Everyone has experienced that moment when you find a lecture on a challenging academic topic only to find out that it's in an incomprehensible language. As the internet's user base increases in diversity, so will the amount of video lectures done in different languages. Therefore, something must be done about this language barrier. We set out to increase the accessibility of video lectures by creating an app that dubs videos in the user's preferred language while accurately lip syncing the video to the target language.
DeepEducation aims to eliminates the language barrier in education. It lets users dub lectures in over 40 languages using cutting-edge deep learning technology. To use it, users first have to log in using Firebase Authentication. Then, they can paste the YouTube link of their desired lecture and our web app will dub it while also syncing the speaker's lips to the dubbed audio to make the new video seem completely natural.
We used many libraries to create this, including but not limited to: Google Cloud (Cloud Storage and Cloud Functions), Google OAuth, Google Cloud Speech-to-Text and Text-to-Speech API, Google Translate API, and Google Cloud Artificial Intelligence Platform. We used Flask, Pytorch, Scikit-Learn, and OpenCV for the machine learning back-end and Tailwind CSS, React JS, and Chakra UI for the dashboard and landing page frontend. We also used OpenAI to generate summaries of video transcripts.
Here is the workflow for our web application:
- We download the YouTube video onto our Google Cloud Storage and we break it up into an mp4 and mp3 file using a custom Google Cloud Function.

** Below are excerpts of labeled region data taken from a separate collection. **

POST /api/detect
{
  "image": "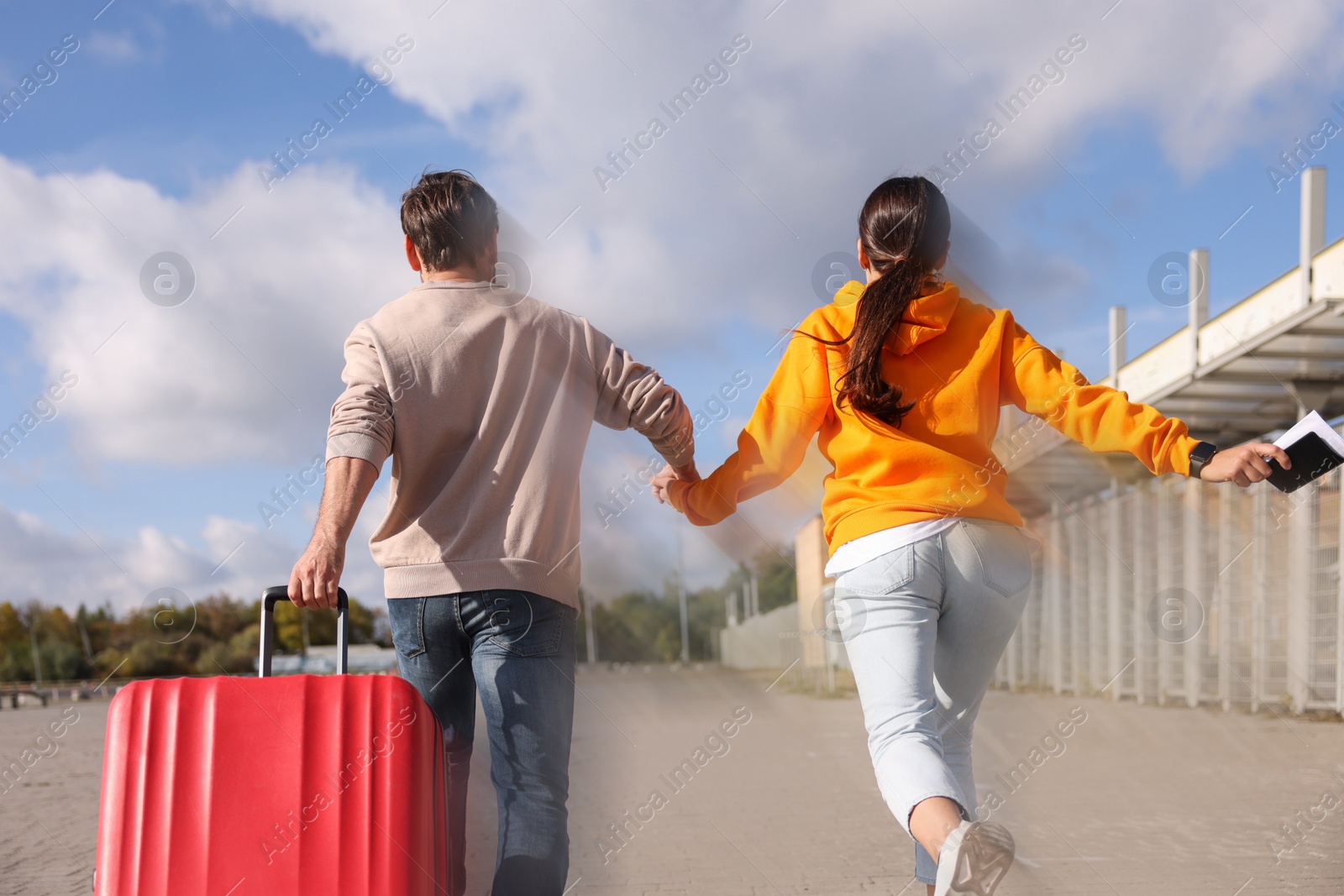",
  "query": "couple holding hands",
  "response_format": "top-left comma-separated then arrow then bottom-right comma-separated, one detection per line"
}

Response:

- Next, we use the Google Cloud Speech-to-Text API to convert the original video into English text.
- Then we use the Google Cloud Translate API to translate the English text into the desired target language.
- Afterwards, we can convert the new translated text to speech in the desired language using the Google Cloud Text-to-Speech API.
- Finally, we use the Wav2Lip Generative Adversarial Deep Learning Neural Network (GAN) that we deployed in Google Cloud AI Platform to generate a lip synced version of the original video on the new translated speech.
- We then merge the lip synced mp4 and the translated speech mp3 and serve this video to the user on their Videos dashboard. We also provide a translated transcript and a transcript summary.
- Users can additionally add notes for each of their videos (Definitions, Summaries, Misc.).
Our greatest challenge was learning how to utilize the various Google Cloud APIs implemented in this project. Most of us did not have any experience working with these Google Cloud APIs for Natural Language Processing (NLP) so it took a bit of messing around before we could properly implement it in our project.
We're particularly proud of the ingenuity of our idea and how our app helps deal with an issue that plagues students in the modern, diverse world. This idea has never been implemented before, and we're proud that our team is taking the first steps to a more equitable digital education landscape.
We learned a lot about how we could integrate Google Cloud Platform services in our web application and how it can quickly enhance our application's performance and provide a myriad of new features for our users.
We plan on continuing the development of DeepEducation after this hackathon. Some future improvements could be developing a more refined front-end and making the dubbed voice match not only the native language of the speaker, but also their personal tone, quirks, and inflections. Additionally, we will use Google Cloud App Engine to completely deploy our application so that users across the world can access our revolutionary platform.